Single execution: In this execution mode, the user defines the different preprocessing options of the tool manually to generate a simulation model. The next parameters needed to be defined:
- Percentile for frequency threshold (eta): SplitMiner parameter related to the filter over the incoming and outgoing edges. Between 0.0, and 1.0.
- Parallelism threshold (epsilon): SplitMiner parameter related to the number of concurrent relations between events to be captured. Between 0.0 and 1.0.
- Non-conformance management: Simod provides three options to deal with the Non-conformances between the event log and the BPMN discovery model. The first option is the removal of the nonconformant traces been the more natural one. The second option is the replacement of the non-conformant traces using the conformant most similar ones.

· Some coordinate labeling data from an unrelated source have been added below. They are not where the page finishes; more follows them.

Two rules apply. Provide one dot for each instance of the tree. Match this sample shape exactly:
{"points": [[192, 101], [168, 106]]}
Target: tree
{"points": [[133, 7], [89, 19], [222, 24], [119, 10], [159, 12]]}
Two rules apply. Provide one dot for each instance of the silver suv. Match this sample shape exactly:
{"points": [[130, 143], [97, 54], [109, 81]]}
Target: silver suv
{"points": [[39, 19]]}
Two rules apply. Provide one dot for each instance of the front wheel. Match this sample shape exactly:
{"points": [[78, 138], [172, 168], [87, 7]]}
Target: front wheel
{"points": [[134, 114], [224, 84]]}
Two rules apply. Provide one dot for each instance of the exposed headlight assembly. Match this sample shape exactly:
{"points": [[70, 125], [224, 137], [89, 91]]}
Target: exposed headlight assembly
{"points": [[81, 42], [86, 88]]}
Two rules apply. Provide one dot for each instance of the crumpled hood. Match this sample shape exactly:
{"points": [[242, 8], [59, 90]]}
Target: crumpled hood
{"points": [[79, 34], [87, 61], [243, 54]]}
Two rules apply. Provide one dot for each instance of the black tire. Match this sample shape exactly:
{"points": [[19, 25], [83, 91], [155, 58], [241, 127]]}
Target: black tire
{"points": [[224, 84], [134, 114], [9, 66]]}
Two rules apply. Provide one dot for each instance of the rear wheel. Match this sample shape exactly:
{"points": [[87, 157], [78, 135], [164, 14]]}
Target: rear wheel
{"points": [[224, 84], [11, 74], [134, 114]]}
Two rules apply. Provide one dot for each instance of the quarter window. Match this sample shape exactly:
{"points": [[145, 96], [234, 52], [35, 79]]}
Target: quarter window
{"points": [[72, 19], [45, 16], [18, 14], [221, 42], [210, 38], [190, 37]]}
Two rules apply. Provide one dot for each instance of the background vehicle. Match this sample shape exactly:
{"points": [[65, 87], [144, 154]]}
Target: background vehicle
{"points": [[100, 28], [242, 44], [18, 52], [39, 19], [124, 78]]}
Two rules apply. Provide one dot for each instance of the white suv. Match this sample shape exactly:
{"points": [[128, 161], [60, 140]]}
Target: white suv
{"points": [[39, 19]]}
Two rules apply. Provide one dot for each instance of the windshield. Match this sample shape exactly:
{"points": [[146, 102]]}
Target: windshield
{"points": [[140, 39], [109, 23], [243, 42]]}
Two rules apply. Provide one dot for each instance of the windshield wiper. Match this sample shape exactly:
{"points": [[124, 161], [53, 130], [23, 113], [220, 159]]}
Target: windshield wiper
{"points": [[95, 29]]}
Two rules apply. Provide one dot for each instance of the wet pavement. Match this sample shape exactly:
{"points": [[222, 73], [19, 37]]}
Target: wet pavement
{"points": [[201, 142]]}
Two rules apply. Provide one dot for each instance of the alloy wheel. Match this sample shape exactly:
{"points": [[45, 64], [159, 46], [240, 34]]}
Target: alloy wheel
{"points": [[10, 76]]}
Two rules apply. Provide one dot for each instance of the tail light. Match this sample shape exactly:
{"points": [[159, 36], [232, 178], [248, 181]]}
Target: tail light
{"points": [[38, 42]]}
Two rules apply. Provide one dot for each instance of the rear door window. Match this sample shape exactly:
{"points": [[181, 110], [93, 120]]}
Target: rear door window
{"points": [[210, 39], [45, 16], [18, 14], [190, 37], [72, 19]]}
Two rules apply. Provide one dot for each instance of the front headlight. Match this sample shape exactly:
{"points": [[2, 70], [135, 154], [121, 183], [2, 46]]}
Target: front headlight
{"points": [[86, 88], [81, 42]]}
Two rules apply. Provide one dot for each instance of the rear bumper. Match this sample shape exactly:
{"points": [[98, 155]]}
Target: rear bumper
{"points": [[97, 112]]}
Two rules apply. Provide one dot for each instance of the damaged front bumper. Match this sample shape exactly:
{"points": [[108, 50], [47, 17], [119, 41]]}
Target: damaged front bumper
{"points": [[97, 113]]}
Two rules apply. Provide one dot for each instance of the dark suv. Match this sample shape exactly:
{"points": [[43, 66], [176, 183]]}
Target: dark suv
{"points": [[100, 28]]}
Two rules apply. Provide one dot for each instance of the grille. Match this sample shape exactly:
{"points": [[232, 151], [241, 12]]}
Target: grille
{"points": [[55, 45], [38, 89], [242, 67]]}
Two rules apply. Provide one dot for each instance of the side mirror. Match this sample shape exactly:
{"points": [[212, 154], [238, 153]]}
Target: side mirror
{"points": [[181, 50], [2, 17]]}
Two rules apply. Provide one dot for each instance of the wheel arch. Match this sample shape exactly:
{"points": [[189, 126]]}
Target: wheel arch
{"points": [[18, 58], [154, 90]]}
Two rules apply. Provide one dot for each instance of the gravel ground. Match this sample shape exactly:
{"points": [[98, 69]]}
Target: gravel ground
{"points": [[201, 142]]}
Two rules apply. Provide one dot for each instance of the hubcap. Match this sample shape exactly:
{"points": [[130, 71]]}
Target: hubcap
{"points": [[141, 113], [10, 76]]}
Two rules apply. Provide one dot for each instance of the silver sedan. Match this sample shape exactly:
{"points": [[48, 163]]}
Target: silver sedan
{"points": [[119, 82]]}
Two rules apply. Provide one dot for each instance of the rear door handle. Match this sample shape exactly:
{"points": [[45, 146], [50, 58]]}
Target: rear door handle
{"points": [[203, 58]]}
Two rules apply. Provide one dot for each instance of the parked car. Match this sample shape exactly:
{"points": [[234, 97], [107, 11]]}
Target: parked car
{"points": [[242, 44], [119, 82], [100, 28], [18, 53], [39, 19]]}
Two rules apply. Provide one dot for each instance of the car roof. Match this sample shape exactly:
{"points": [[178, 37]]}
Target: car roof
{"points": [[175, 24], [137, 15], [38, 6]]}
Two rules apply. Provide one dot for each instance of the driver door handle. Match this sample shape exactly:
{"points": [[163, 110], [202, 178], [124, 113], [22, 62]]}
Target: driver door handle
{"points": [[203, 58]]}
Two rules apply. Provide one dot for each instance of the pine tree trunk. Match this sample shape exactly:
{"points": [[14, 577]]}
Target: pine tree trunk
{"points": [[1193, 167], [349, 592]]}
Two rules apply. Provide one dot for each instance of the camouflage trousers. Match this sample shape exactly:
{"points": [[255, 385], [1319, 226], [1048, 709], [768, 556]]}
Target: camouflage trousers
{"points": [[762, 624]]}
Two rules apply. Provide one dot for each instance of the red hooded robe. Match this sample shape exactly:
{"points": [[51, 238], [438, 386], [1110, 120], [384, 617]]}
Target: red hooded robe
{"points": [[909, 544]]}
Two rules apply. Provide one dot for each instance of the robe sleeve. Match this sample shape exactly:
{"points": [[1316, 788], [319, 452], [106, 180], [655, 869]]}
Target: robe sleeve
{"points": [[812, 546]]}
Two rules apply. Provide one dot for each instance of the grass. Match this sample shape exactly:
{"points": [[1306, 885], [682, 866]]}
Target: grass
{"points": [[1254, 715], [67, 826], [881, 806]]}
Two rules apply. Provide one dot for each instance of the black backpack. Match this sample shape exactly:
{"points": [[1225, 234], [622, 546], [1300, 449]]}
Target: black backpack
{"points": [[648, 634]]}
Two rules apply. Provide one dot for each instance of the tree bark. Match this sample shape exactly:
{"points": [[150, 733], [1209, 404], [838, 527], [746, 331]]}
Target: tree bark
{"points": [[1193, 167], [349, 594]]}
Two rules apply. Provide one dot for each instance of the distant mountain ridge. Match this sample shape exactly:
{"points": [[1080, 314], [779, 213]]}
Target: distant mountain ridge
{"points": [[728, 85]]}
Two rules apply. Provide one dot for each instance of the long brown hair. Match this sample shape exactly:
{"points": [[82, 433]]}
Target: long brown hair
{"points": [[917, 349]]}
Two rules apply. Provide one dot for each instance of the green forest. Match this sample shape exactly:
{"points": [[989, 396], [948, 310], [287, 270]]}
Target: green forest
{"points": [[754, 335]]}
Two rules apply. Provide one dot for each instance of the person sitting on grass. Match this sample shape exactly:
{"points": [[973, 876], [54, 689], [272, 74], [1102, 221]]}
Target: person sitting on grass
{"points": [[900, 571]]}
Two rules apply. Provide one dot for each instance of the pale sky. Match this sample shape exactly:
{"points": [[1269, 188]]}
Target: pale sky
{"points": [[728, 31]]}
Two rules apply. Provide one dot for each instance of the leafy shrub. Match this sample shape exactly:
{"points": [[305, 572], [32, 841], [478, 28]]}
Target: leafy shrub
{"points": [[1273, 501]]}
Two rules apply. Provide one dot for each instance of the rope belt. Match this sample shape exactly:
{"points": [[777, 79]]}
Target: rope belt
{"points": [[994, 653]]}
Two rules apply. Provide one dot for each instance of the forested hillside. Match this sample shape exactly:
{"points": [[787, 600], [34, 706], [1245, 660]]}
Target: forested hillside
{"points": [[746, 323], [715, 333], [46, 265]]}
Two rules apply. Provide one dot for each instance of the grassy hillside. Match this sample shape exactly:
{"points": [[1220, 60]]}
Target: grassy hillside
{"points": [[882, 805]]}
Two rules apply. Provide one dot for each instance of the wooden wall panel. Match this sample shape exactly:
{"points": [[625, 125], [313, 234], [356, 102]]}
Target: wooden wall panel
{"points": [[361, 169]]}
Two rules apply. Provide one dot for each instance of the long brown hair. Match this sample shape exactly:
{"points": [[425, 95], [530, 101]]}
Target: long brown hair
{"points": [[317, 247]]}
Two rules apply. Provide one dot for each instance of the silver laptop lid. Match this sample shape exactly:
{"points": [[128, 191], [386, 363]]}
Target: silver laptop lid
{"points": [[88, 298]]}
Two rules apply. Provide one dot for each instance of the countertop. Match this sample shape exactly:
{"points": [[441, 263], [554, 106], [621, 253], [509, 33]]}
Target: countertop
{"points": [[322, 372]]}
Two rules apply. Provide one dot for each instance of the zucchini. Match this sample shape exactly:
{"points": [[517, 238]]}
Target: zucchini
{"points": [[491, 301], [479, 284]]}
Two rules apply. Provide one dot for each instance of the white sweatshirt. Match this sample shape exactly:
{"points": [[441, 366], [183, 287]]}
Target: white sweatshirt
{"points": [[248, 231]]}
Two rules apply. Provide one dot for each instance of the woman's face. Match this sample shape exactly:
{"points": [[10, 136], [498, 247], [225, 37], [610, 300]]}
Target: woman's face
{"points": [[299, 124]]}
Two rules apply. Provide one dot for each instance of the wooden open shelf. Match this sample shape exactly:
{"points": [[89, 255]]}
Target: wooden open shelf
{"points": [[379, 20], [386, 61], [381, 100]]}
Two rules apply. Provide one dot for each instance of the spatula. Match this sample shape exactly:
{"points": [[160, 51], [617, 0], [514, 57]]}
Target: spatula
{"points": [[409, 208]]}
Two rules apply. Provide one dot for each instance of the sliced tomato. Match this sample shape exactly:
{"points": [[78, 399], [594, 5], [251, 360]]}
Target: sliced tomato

The last option is the repairs at the event level by creating or deleting an event when necessary.
- Number of simulations runs: Refers to the number of simulations performed by the BIMP simulator, once the model is created. The goal of defining this value is to improve the assessment's accuracy, between 1 and 50.
Optimizer execution: In this execution mode, the user defines a search space, and the tool automatically explores the combination looking for the optimal one. The next parameters needed to be defined:
- Percentile for frequency threshold range: SplitMiner parameter related with the filter over the incoming and outgoing edges. Lower and upper bound between 0.0 and 1.0.
- Parallelism threshold range: SplitMiner parameter related to the number of concurrent relations between events to be captured. Lower and upper bound between 0.0 and 1.0.
- Max evaluations: With this value, Simod defines the number of trials in the search space to be explored using a Bayesian hyperparameter optimizer. Between 1 and 50.
- Number of simulations runs: Refers to the number of simulations performed by the BIMP simulator, once the model is created. The goal of defining this value is to improve the accuracy of the assessment. Between 1 and 50.
Once all the parameters are settled, It is time to start the execution and wait for the results.